The FTSE-250 hedge fund manager which sponsored the world’s most prestigious literary award will suffer a blow on Wednesday when it announces that one of its top executives has resigned.
Sky News has learnt that Man Group will announce in a statement to the London Stock Exchange that Jonathan Sorrell, the company’s president, is leaving.
City sources said on Tuesday night that Mr Sorrell, who has worked for Man Group for eight years – initially as its chief financial officer – was moving to a senior role elsewhere in the asset management sector.
Mr Sorrell will leave with Man’s assets under management at an all-time peak of $114bn (£91.7bn).
His decision to quit will come just days after The Times reported that Lord Livingston of Parkhead, Man’s chairman, was on the verge of quitting amid tensions with Luke Ellis, the company’s chief executive.
Mr Ellis replaced Manny Roman, who left to join the giant bond house Pimco in 2016, at the helm of the world’s largest listed hedge fund manager.
Sources insisted that Mr Sorrell’s departure was entirely unconnected to other potential boardroom changes at Man.
The company’s investment performance has been strong so far this year, although it has continued to see net outflows in line with many of its peers.
Mr Sorrell led an ambitious restructuring programme as well as a series of acquisitions, including that of Numeric, aimed at growing Man’s US business.

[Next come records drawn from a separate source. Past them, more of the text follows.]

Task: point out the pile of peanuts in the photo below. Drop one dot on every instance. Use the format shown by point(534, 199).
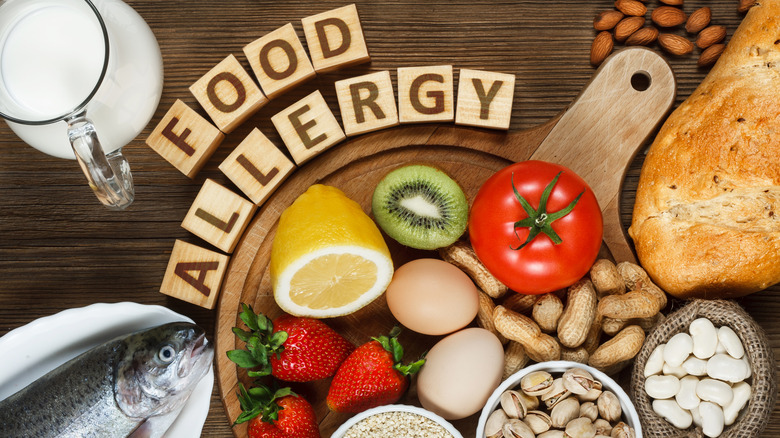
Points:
point(619, 301)
point(699, 378)
point(576, 407)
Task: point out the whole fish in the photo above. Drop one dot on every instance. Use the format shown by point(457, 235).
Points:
point(134, 385)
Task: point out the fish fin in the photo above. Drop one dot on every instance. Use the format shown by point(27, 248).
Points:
point(144, 430)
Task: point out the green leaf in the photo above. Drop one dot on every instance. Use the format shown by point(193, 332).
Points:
point(242, 358)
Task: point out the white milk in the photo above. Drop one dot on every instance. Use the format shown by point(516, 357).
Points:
point(129, 94)
point(51, 60)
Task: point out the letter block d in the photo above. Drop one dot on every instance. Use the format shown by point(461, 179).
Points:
point(185, 139)
point(194, 274)
point(335, 39)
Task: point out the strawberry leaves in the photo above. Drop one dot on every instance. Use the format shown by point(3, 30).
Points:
point(261, 343)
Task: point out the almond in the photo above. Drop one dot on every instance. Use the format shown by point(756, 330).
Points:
point(710, 55)
point(668, 16)
point(675, 44)
point(744, 5)
point(698, 20)
point(607, 20)
point(710, 35)
point(631, 7)
point(642, 37)
point(601, 47)
point(627, 26)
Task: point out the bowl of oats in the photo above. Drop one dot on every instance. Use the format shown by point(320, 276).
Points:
point(397, 421)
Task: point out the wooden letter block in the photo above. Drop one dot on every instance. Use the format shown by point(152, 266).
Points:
point(218, 216)
point(425, 94)
point(335, 39)
point(228, 94)
point(279, 61)
point(194, 274)
point(308, 127)
point(485, 99)
point(367, 103)
point(185, 139)
point(257, 167)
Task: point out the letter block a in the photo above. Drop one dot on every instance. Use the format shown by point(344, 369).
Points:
point(426, 94)
point(367, 103)
point(485, 99)
point(185, 139)
point(279, 61)
point(257, 167)
point(194, 274)
point(228, 94)
point(308, 127)
point(335, 39)
point(218, 215)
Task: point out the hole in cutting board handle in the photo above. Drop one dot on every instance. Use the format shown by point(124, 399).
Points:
point(640, 81)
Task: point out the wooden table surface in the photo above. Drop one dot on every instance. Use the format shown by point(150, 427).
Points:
point(59, 248)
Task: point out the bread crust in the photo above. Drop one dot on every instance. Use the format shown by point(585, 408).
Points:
point(706, 221)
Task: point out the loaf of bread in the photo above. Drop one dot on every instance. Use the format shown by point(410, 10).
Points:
point(706, 222)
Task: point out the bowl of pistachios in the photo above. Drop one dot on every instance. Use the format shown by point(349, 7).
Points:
point(559, 399)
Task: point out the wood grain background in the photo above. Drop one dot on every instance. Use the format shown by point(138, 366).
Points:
point(59, 248)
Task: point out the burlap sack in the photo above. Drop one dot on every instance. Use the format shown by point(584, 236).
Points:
point(755, 415)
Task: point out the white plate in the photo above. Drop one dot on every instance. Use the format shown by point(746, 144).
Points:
point(33, 350)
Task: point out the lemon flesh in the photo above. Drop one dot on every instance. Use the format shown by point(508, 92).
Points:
point(328, 257)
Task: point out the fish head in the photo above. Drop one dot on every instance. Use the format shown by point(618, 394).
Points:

As the company’s president since 2016, he launched a private markets business for the group and managed its fund-of-hedge funds business, FRM.
It was unclear on Tuesday which firm Mr Sorrell – whose father is Sir Martin Sorrell, the advertising mogul – was leaving Man to join.
A leading sector analyst told Sky News that Mr Sorrell’s exit would be seen by investors as a blow to Man.
“As CFO, he was the best in the asset management sector in terms of improved profitability, forward guidance and transparency,” the analyst, who declined to be named, said.
“Jonathan oversaw Man’s M&A strategy during a period when its acquisitions were noted for their quick integrations and reasonable valuations, in addition to the fact they helped diversified Man’s geographic reach and product offering.”
The hedge fund manager’s sponsorship of the Booker Prize, which began in 2002, came to an end this year.
Man declined to comment, while Mr Sorrell could not be reached.